Outpost Zero #8
Image Comics
Writer: Sean Kelly McKeever
Artist: Jean-Francois Beaulieu & Alexandre Tefenkgi
Humanity is stranded on a planet covered in ice. Huge mega-storms sweep across the land, covering the outpost dome in a hundred feet of ice. To remove it a team leaves the dome through an airlock and drills a hole to the surface, then harness a laser, technology of yesteryear, to try and cut away sections of the ice that covers this egg of humanity. . .
. . . and that’s when it all goes wrong. The wrong calibration on the laser makes it shoot too strong. It blasts into the ice far too high up on the dome. The team is showered with boulders of ice. Kaanan, one of the most brilliant minds of the outpost, is killed.
At the back of the crowd at Kaanan’s funeral Alea badgers Sam about the thing they saw on the tablet monitor via the camera they lowered into the bowels of the outpost. Sam is reluctant, but Alea can’t let it go.
Later, Alea gains access to Kaanan’s data. Nobody’s been able to make sense of it, but Alea must see something. She rushes to Sam’s house in the dead night and they scamper off to the ledge where Alea jumped off the very first issue. It has come full circle, but now Alea knows more than she did. All they have to do is jump.
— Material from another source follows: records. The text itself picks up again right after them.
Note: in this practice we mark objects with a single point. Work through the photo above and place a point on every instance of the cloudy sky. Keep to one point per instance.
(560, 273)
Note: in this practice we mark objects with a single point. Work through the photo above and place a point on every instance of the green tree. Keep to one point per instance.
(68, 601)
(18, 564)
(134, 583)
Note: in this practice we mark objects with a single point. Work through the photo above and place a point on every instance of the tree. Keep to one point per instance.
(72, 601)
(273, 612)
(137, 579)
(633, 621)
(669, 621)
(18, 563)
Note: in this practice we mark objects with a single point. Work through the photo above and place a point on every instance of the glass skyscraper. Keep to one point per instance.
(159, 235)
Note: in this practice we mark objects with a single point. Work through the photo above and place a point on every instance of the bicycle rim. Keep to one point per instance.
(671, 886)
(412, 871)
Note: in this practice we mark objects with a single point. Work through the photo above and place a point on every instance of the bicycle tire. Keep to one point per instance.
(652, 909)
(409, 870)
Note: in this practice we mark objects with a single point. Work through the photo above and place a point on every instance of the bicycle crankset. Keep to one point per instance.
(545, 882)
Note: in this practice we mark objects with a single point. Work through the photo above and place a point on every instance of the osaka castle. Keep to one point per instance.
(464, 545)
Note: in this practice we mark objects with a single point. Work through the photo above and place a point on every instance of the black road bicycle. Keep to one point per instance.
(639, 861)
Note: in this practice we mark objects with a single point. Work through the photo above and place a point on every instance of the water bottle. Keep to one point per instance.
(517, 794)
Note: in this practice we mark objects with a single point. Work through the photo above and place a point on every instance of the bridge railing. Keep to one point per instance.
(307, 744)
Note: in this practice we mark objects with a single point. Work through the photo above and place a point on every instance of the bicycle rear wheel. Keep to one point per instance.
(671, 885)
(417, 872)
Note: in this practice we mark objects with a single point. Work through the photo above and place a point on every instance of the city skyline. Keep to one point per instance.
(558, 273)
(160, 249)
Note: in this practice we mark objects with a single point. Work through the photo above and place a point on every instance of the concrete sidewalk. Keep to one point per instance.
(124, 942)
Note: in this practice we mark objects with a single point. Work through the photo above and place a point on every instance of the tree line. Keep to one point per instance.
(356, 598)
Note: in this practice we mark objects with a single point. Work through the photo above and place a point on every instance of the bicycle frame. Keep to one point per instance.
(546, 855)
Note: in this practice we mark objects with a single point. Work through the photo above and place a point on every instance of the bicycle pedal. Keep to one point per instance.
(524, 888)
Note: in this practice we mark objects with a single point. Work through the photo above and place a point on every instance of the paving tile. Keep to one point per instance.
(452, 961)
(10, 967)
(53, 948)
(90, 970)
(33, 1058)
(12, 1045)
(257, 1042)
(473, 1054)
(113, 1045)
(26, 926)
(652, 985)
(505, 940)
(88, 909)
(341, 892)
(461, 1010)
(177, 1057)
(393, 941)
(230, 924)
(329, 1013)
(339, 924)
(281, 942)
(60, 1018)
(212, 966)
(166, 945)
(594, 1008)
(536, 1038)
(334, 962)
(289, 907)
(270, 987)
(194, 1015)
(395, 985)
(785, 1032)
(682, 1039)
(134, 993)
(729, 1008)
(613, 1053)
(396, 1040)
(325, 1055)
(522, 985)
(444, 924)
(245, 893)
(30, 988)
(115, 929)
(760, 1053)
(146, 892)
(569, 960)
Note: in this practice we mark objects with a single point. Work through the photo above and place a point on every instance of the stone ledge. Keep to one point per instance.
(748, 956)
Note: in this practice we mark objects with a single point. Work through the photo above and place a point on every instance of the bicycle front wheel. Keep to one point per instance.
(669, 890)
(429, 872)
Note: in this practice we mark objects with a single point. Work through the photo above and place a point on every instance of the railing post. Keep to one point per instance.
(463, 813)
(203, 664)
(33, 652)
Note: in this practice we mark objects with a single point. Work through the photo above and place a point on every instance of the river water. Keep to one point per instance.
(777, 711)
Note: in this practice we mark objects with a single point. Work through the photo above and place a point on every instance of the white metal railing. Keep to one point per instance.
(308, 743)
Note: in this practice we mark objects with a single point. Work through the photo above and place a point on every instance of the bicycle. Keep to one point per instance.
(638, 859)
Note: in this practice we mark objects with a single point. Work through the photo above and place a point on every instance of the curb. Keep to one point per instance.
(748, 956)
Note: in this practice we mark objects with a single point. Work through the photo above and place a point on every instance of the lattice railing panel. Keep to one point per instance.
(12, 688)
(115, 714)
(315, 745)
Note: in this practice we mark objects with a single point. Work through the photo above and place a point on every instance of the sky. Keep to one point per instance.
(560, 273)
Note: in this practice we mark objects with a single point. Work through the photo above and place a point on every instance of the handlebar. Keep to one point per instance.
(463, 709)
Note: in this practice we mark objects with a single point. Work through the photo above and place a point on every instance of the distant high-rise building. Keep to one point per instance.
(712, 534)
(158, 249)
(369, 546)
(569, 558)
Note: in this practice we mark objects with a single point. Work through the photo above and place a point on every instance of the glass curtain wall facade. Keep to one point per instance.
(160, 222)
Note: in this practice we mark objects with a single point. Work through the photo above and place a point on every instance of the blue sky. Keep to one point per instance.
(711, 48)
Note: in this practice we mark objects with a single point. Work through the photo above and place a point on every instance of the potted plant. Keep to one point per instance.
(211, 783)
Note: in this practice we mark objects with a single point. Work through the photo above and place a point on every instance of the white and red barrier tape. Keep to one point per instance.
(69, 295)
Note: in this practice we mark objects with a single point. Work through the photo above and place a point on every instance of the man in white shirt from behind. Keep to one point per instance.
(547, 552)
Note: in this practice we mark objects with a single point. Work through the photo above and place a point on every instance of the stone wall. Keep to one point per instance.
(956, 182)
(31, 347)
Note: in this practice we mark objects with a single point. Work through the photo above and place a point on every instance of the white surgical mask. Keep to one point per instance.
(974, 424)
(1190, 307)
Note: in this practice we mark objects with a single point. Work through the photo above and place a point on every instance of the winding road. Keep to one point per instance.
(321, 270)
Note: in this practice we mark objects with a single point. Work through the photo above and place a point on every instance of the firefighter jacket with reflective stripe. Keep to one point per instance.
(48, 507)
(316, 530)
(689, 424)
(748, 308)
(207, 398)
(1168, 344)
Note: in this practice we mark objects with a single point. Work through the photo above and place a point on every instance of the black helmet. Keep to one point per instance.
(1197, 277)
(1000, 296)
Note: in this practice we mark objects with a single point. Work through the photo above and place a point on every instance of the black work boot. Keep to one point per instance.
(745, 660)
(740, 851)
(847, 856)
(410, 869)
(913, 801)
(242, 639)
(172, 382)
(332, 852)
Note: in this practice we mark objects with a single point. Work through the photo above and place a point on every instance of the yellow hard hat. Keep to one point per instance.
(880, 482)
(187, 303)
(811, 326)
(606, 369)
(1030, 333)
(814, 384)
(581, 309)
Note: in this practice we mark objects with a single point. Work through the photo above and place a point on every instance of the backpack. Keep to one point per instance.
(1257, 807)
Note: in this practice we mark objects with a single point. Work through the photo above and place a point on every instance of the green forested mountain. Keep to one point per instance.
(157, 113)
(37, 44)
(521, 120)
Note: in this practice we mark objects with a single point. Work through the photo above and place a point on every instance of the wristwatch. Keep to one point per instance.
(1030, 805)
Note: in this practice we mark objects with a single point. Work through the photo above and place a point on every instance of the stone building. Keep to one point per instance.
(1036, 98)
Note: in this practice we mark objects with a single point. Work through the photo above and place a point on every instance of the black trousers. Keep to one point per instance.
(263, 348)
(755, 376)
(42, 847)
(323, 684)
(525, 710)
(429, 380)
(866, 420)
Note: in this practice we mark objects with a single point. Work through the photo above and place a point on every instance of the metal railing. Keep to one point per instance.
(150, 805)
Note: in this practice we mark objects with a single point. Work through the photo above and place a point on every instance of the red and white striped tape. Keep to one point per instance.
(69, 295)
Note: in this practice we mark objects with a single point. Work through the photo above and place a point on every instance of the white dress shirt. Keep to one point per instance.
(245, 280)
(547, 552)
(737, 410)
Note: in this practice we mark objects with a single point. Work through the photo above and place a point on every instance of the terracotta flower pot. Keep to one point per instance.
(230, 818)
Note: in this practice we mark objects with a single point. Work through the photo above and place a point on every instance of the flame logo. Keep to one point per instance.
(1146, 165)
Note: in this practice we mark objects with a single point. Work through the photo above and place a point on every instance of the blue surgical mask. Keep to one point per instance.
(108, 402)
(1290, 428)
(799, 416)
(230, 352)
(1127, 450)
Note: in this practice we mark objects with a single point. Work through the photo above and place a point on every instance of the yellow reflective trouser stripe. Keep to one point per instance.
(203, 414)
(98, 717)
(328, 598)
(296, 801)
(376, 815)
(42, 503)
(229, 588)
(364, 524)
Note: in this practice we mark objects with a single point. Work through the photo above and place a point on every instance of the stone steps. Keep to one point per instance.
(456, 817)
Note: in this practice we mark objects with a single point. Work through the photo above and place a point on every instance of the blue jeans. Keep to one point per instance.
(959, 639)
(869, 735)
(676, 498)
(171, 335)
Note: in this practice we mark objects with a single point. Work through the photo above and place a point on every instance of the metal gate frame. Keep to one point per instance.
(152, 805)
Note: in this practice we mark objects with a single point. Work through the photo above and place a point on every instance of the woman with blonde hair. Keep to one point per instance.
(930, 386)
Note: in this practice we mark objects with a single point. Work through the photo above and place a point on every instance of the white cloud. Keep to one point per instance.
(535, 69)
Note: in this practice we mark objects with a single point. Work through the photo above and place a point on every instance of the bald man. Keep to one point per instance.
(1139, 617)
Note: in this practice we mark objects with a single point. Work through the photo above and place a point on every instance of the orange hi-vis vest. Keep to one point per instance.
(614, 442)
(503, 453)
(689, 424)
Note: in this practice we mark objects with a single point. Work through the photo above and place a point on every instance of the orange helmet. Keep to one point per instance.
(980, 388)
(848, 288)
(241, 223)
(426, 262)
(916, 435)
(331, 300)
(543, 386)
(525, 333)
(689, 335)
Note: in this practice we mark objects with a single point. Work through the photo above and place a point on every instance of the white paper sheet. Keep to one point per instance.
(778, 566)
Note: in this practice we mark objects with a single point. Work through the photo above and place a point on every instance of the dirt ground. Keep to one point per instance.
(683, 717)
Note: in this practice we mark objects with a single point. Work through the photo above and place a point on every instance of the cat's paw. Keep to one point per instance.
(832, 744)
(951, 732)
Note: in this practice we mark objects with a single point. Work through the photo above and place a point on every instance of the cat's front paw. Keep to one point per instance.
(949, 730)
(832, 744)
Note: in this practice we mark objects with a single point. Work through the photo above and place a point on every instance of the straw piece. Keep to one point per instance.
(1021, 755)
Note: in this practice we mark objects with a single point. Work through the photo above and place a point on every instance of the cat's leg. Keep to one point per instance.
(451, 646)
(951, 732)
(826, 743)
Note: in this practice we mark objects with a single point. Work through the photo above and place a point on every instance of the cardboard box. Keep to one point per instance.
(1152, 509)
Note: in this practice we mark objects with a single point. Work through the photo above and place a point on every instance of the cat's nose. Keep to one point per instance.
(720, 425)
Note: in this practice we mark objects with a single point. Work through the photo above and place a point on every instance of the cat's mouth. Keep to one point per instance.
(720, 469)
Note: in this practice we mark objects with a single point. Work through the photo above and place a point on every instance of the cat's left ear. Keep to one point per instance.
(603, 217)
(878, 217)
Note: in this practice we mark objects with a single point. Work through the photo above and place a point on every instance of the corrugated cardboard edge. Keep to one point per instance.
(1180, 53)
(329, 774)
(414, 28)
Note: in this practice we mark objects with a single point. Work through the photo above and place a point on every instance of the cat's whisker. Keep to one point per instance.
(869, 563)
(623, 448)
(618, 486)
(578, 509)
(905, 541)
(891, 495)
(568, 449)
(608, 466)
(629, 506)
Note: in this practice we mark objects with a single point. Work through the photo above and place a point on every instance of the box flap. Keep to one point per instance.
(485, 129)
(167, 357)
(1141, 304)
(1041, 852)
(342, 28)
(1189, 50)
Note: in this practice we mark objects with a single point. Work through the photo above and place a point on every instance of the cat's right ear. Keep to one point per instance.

This issue is rife with character development. Alea finally finds the determination and self-sufficiency she needs in order to follow her own intuition. When she gets her hands on Kaanan’s data, she’s not asking Sam or Lyss for help or permission. She takes it on herself. Sam, on the other hand, finally puts words to his fears. He and his foster-mother (and the chief of the outpost), Karen, have an honest and open conversation. Like most kids his age, Sam feels estranged from others. By the end of this issue, both these characters are more grown up, but also more complex than they were in previous issues. The only person who didn’t get much screen time was Lyss, but I have a suspicion we’ll catch her up in next month’s issue.
There are a ton of people in this issue. They are characters (like Alea and Sam, obviously) but also setting (like at Kaanan’s funeral). There are a lot of facial angles and close-ups that portray nervousness, sadness, light-bulb moments, and more. While this issue doesn’t focus on sprawling landscapes or gargantuan monsters, it shows a different and, perhaps, more important level of Jean-Francois Beaulieu and Alexandre Tefenkgi’s craft.